Novelist VS Naipaul got an insect-shaped one, playwright Derek Walcot got his in the form of a lotus, while writer Toni Morrison received a large hips-shaped one… We’re referring to individual monograms that these Nobel laureates received in their prized diplomas, which were all carefully crafted by Annika Rucker, 68, the official calligrapher for the Nobel Prize since 1988.
Rucker was in the capital this week for the India-Sweden Nobel Memorial Week and shared her journey of being a master calligraphist ever since she started out as a young artist with her graphic designer father in Sweden. Rucker has single-handedly written and monogrammed 174 Nobel diplomas in 22 years including the ones for Amartya Sen, VS Naipaul and Venkatraman Ramakrishnan.
At first, Rucker comes across as highly-strung and wired — the reason, you figure, is her all-consuming job. There are no second takes in crafting these diplomas. Every year, like the rest of the world, Rucker hears the Nobel winners’ announcement over radio/TV and immediately sets to work in her picturesque Vienna house designed by her architect sister. She researches the category of the prize, the winner’s background and his/her subject and puts her quill to paper, much like a musician putting notes to his music.
She plays with colours and shapes and forms of the letters. In this digital age, Rucker says she has never used a computer, and rues that calligraphy/handwriting is a dying art in the world today.
"I feel like a professional pianist whose soul and hands must work together," she smiles, as she readies to go back for preparing this year’s nine citations, which will be given out in Stockholm in December.
The Nobel citation is a work of art itself, which contains a commissioned painting by a prominent Swedish artist, details about the recipient and his prize as well as the specially crafted monogram.

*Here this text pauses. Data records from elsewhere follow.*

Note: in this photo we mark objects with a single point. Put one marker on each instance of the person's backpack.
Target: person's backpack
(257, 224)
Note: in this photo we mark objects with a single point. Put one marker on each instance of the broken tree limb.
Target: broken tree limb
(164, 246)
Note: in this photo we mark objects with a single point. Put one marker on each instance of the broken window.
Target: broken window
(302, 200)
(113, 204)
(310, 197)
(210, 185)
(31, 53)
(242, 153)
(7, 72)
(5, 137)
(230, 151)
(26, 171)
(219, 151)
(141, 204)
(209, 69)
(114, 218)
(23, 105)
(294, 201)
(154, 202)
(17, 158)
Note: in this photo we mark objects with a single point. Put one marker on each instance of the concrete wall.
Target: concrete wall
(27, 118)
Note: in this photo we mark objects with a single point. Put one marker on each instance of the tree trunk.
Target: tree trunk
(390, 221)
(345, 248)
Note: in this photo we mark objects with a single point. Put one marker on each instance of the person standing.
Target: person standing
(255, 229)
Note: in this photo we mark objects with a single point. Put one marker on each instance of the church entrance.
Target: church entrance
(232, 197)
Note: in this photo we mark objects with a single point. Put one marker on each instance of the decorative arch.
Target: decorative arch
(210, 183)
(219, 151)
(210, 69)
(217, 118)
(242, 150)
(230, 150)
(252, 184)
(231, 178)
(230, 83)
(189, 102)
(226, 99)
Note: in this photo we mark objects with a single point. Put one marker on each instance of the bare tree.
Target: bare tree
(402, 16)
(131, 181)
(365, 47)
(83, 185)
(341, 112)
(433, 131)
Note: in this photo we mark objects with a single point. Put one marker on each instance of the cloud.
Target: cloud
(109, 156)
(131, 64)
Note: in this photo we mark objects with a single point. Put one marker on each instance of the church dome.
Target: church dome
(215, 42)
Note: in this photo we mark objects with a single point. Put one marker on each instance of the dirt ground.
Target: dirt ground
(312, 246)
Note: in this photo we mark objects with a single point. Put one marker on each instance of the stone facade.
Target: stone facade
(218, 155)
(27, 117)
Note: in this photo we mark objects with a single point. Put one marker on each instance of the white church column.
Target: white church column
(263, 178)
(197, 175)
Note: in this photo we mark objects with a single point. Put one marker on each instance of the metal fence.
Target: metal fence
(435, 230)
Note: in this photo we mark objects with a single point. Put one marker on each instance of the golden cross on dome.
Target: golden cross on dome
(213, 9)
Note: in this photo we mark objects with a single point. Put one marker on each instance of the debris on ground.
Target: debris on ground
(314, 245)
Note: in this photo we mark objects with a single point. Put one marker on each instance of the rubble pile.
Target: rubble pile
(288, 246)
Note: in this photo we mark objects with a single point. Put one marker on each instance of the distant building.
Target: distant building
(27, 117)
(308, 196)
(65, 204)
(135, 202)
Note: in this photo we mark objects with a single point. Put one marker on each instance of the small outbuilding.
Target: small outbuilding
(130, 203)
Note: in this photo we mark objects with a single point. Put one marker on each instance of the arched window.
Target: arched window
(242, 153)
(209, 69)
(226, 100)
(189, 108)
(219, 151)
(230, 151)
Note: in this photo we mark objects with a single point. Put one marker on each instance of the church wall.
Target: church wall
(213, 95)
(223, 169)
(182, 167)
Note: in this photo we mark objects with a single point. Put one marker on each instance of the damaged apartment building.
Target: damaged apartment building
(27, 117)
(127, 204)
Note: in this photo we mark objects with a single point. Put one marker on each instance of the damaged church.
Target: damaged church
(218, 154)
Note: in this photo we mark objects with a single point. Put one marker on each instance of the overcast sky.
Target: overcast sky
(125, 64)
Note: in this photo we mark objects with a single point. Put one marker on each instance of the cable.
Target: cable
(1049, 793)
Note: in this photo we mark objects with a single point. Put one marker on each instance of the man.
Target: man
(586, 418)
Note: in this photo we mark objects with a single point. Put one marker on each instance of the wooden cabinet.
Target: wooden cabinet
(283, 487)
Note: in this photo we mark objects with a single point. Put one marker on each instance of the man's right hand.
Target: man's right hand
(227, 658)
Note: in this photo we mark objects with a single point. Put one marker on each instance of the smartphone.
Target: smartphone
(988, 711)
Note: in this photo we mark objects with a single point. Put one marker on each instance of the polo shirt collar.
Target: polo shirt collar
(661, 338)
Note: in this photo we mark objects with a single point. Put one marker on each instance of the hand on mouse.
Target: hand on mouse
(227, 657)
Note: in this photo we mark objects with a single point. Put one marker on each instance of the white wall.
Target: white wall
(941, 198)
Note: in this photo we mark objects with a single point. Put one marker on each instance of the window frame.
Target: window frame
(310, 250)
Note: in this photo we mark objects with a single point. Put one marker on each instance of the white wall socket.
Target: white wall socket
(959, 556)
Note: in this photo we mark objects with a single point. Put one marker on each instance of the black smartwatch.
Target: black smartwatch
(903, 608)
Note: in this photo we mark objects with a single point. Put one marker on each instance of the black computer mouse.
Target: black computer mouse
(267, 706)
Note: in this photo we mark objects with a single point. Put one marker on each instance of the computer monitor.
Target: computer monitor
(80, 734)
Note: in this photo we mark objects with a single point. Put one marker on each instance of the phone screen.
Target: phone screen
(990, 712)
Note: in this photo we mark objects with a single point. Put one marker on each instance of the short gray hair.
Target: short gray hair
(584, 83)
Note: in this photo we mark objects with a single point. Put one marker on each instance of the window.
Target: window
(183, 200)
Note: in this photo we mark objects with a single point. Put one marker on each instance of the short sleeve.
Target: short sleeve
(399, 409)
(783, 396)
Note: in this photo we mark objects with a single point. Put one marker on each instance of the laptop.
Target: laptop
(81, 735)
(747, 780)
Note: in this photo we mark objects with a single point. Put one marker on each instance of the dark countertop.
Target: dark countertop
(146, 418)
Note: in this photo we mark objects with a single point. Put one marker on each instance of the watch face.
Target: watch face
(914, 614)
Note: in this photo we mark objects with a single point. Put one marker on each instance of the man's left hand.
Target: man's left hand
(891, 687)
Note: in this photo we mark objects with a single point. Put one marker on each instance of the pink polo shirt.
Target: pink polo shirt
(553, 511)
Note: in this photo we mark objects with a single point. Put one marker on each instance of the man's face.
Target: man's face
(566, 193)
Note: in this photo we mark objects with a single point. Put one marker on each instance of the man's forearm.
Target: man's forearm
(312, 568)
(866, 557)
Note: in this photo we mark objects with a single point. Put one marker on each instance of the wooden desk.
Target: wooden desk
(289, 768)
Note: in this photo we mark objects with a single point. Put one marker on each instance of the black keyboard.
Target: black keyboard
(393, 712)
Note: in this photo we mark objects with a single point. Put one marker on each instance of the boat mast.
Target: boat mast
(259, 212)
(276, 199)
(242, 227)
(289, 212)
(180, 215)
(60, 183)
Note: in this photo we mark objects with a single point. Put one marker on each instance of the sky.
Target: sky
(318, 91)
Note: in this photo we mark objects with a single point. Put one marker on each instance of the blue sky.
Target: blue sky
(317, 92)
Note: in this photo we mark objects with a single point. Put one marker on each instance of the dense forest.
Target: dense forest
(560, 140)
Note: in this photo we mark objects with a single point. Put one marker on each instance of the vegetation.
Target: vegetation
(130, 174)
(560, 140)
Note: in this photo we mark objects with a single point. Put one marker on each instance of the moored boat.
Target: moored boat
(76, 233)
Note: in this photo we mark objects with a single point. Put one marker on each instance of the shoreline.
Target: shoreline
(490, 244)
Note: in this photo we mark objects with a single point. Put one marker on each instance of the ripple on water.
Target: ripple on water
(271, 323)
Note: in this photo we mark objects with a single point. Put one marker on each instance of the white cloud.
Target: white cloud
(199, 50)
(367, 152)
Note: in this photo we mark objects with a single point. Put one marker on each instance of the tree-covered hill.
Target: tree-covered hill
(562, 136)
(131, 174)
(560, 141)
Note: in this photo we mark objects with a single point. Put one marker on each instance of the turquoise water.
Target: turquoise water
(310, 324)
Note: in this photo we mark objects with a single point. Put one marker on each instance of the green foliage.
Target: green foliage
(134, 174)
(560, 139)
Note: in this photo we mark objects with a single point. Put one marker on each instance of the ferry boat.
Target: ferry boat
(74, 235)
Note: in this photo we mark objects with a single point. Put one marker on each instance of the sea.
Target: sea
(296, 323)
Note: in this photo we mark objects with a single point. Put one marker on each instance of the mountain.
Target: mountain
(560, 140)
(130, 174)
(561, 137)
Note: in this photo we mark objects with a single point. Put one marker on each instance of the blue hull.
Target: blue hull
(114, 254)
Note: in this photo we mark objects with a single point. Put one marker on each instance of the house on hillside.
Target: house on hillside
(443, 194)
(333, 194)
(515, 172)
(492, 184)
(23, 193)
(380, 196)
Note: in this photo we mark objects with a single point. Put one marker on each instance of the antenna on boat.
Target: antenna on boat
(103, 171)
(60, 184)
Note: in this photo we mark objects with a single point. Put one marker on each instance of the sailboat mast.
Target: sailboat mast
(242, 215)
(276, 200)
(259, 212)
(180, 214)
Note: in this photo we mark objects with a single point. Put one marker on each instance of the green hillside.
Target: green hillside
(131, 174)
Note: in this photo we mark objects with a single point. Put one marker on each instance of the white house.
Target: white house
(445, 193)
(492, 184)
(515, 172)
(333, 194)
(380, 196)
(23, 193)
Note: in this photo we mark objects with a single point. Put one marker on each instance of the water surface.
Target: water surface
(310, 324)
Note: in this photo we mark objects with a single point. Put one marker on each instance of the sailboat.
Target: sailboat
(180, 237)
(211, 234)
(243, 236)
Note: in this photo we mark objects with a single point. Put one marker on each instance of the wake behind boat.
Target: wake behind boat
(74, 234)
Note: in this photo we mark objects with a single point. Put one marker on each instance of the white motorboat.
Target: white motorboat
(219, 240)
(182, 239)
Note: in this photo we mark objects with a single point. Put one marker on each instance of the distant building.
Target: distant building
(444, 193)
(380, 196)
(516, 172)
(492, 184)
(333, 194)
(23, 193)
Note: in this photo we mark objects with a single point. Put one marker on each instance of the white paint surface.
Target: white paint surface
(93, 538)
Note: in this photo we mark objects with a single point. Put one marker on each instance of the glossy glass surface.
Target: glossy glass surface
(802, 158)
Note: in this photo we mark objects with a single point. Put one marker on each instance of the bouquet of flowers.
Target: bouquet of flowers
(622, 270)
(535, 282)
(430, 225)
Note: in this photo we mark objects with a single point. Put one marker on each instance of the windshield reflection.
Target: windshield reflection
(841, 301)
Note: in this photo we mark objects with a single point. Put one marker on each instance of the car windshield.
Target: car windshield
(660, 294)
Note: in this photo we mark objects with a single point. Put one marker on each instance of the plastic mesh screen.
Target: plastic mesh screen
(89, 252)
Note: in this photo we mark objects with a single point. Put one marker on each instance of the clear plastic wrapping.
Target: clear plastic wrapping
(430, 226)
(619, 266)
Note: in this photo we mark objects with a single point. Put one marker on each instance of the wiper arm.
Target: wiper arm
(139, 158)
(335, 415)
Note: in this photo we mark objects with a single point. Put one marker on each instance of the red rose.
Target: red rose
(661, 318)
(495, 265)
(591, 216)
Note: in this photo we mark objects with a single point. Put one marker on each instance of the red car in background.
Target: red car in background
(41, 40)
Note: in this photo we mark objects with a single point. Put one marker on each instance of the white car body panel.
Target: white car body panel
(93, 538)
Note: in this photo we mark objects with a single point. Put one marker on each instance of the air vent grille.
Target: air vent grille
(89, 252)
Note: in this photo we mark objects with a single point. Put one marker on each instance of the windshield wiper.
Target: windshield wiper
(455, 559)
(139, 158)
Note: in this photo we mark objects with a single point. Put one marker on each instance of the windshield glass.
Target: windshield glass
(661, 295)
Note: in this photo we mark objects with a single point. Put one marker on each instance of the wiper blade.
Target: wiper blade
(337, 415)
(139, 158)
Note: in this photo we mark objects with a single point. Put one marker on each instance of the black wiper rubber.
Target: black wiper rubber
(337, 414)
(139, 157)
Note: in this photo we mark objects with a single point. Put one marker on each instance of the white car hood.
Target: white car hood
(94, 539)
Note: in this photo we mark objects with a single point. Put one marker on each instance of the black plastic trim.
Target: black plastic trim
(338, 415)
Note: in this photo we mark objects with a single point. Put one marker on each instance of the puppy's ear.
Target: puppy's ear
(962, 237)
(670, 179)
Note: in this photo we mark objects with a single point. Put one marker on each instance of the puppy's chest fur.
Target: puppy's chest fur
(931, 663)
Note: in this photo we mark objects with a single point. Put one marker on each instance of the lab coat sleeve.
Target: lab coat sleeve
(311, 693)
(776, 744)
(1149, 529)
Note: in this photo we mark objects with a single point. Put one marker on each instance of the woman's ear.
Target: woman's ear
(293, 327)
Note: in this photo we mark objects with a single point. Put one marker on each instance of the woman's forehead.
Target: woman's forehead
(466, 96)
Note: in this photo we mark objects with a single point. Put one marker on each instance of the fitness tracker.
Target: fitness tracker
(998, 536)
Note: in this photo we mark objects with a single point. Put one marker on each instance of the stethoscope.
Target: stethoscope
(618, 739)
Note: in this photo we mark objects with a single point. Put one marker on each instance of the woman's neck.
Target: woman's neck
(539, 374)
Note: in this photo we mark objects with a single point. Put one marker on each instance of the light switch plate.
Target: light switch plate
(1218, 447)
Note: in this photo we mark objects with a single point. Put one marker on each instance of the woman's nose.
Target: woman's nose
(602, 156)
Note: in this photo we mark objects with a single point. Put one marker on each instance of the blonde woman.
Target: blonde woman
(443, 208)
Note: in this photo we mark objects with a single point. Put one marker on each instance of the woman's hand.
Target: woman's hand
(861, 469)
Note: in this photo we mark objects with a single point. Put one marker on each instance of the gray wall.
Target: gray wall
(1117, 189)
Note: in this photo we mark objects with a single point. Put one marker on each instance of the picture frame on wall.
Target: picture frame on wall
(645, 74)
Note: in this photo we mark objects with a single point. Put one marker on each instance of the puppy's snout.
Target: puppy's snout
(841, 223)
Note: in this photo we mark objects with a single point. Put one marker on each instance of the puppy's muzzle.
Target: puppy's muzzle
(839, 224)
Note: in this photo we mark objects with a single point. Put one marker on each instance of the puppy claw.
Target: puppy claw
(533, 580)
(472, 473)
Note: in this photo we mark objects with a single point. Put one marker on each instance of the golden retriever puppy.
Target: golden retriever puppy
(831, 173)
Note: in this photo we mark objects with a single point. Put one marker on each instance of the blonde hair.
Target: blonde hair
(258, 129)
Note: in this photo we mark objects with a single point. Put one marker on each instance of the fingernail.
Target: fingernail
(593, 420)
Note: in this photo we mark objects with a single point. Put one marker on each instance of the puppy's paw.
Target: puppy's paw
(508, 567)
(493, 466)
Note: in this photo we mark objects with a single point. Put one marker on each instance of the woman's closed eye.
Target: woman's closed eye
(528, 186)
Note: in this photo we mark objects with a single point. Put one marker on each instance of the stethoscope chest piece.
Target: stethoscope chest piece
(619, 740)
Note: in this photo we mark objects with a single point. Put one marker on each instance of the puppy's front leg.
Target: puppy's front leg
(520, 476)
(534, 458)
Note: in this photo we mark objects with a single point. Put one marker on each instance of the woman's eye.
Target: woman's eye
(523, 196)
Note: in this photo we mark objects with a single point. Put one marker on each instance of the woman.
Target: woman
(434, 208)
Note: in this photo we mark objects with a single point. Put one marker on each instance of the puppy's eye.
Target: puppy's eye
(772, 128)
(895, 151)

Rucker designs the monogram on paper which she then ships to the bookbinder by regular post who makes an alloy mould. It is then embossed on parchment made of young goat’s skin. Her tools include goose feathers for regular letters and swan feathers for the broader ones.
"I want to experiment with the Indian bamboo someday," she says. Morrison’s citation, which includes a map of America, is one of her favourites.
"What struck me about Morrison was her large size, which I incorporated into her monogram," says this calligrapher who gets "sleepless nights, palpitations and cold sweats" till her work for the year is over.
"When I’m working, I don’t invite friends over, I don’t even embrace/hug people for the fear of catching a cold since I can’t afford to fall sick…".
Rucker doesn’t have a family of her own, which she says affords her to put all her time and energy into her art. "The diplomas are like my children — they are in every part of the world and that makes me proud," she says. When not working, Rucker paints roses (her favourite flower), goes on treks and listens to classical music.
A Nobel citation for her work someday? "I’m like the shoe-maker. Everyone only admires the shoe, no one asks about him," she smiles.